Consequently, some commentators are interpreting this as a positive signal.

“Given the ongoing talks with the Vatican, we can expect that bishops ordained in 2017 will have dual approval from both sides under a tacit agreement. However, I think the slogan will still be in use before an accord is signed,” a researcher in China, who asked that his name be withheld, commented.

It has also been decided to direct the Patriotic Association and the Bishops’ Conference of the Catholic Church in China to research three policies on running the Church in a democratic manner.

These three were promulgated in 2003: the Work Regulations for the Catholic Patriotic Association, The System for the Joint Conference of Chairpersons of the Patriotic Association and the Bishops’ Conference, as well as A Management System for Catholic Dioceses in China.

The state department will also offer support to the Patriotic Association and the bishops’ conference to conduct foreign exchange programmes, but no details of any specific ideas or the naming of any places or countries were given.

To consolidate Church structure, the administration will control the celebration of the Patriotic Association’s 60th anniversary, strengthen the formation of talented Catholics for human resources and enhance the training of key clerics and patriotic laypeople.

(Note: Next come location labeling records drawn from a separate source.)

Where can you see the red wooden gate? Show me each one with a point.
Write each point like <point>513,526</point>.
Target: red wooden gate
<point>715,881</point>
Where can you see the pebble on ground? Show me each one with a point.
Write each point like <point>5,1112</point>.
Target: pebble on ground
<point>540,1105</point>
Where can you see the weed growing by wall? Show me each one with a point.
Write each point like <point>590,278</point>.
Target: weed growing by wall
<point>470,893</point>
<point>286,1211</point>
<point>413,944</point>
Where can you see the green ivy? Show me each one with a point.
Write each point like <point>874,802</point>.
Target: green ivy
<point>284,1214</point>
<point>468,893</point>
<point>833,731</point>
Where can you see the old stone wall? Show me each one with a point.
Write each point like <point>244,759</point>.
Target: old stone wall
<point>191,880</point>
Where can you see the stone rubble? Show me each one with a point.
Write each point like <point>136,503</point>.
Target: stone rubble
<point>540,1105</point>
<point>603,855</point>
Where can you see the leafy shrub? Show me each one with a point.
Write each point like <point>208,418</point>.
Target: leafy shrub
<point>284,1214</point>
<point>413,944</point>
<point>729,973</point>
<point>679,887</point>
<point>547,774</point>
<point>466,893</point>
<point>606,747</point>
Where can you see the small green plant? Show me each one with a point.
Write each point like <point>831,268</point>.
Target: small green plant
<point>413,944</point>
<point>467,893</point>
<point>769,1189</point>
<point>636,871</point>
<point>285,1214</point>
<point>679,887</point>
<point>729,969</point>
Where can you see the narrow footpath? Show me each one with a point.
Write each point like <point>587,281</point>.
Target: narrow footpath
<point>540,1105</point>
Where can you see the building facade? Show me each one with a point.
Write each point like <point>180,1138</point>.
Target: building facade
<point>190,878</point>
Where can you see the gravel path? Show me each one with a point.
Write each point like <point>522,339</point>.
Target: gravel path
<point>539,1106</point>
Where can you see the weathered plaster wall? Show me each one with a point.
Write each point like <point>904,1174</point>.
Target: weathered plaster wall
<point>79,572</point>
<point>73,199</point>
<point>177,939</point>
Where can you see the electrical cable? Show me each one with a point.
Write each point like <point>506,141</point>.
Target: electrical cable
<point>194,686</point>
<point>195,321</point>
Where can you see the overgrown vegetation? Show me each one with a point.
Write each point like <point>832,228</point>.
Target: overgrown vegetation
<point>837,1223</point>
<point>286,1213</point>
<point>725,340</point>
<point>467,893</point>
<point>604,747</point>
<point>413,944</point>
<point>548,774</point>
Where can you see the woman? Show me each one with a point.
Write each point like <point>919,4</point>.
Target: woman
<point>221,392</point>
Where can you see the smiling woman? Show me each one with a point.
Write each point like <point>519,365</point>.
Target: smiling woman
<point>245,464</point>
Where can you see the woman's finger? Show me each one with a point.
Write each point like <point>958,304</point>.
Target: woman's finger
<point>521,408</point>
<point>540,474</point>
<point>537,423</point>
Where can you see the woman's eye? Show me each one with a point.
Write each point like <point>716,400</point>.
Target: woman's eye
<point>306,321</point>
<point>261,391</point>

Many Catholics, including those in the official Church community, despise the Patriotic Association, which advocates independence from the Vatican and has been accused of corruption. It is another sticking point in the China-Vatican negotiations.

The administration will continue its work of the de-radicalisation of Islam, while investigating cases of Islamic interference with government administrations, the judiciary, education and social life.

The authorities are concerned about the spread of Islamist extremism from northwestern Xinjiang into neighbouring regions like Qinghai and Gansu. Some religious bureaus in these regions use Arabic alphabets in their logos, even though the Han Chinese demand their government should be religion-free.

The administration has also decided to try and prevent halal food becoming widespread after a blogger living in northwestern area said that the spread of halal was affecting non-Muslims.

“It is ridiculous that even the Chinese people have to hold their banquets in a halal restaurant just because a few guests are Muslim. The Chinese restaurants label themselves as providing halal food to attract business from the Muslims,” he said.

Measures and mechanisms will be employed to cope with the financial management of Buddhism and Taoism, which will be expected to venerate in a more environmentally-friendly manner by burning less incense.

The state department will also help the Taoists set up the World Taoist Federation, as well as celebrate the 60th anniversary of the Chinese Taoist Association.

The Protestants will be expected to produce a series of videos on the Sinicisation of the Protestant Church in China.

The religious administration this year will promote the Regulations on Religious Affairs as soon as they are promulgated. Concrete management rules will be formulated for Muslim pilgrimages, religious news services and temporary religious venues.

It will also strengthen the management of religious affairs on the Internet, open a WeChat public account for the state department and digitalise religious publications and databases.

The administration will conduct regular exchanges with state religious departments from six neighbouring countries along the Mekong and Canglan Rivers. These include Russia and the Central Asian countries on Islam, as well as a bilateral dialogue on human rights with Europe.